The study hints that the rhino horn bubble has at least stopped expanding: Chinese press reporting on the investment value of rhino horn peaked in 2011. The following year, China’s government, under pressure from international governments, ended public auctions of rhino horn, ivory, and some other wildlife products. Press reporting on rhino horn collectibles plummeted, and the trade relocated to the internet and the black market. The price increase in rhino horn since then, when adjusted for the inflation rate in China, has not made it a particularly good investment even in purely financial terms, said Gao in an interview.

RELATED: Poachers Killed More Than 1,000 Rhinos for the Third Year in a Row

The killing of rhinos in South Africa, where most of the poaching occurs, declined slightly last year, for the first time in eight years. But the bubble has not burst: “We have been informed by various sources,” Gao and his coauthors write, “that the rhino horn market is ‘You Jia Wu Shi,’ which literally means ‘the price remains high but there is no turnover.’ Collectors, investors, and speculators are holding onto their collections, refusing to sell at a low price and waiting for the policy to change.”

They have some faint reason to hope. Earlier this year South Africa ended its ban on the rhino horn trade within its own borders, and Swaziland, a landlocked nation abutting South Africa, proposed to end the international ban on the rhino horn trade. The debate on that proposal will take place next month when the 180-odd member nations of the Convention on International Trade in Endangered Species meet in Johannesburg.

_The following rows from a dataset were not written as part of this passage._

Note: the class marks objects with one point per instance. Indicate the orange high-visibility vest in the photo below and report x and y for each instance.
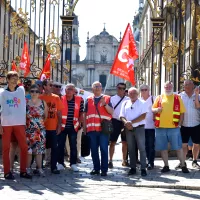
(93, 121)
(176, 111)
(76, 112)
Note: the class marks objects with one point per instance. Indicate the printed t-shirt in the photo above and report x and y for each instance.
(166, 116)
(54, 104)
(13, 107)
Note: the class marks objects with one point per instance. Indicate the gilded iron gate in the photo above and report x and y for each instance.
(175, 43)
(39, 23)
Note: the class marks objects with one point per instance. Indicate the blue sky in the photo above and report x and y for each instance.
(93, 14)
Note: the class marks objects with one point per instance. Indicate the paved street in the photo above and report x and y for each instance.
(117, 184)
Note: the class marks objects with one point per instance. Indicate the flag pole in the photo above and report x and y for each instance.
(106, 84)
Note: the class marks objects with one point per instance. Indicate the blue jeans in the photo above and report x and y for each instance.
(168, 135)
(98, 139)
(52, 142)
(72, 134)
(150, 145)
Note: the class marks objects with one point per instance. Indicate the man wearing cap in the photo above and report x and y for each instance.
(39, 83)
(57, 88)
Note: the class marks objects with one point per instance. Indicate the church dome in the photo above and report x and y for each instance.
(104, 33)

Most observers say, however, that the proposal has almost no chance of winning approval.

Gao, born in Fujian province and now a doctoral student at the Yale School of Forestry & Environmental Studies, urged rhino conservationists to pay attention to the investment and collectibles market. Investment involves “a very different group of stakeholders—museums, art galleries, art dealers, and collectors,” he said. “They have not been involved in the campaign” against poaching, and the same articles that tout the investment value of rhino horn never talk about the environmental consequences of the trade. “Conservationists should try to target these people and involve them in saving the rhinos,” he said.

One sure way to reach them: Demonstrate, with the support of the Chinese government, that the air is belatedly seeping out of this investment bubble, just as it did for tulips in 17th-century Holland and real estate in 1920s Florida.

Rhino horn “is really not a good investment,” said Gao.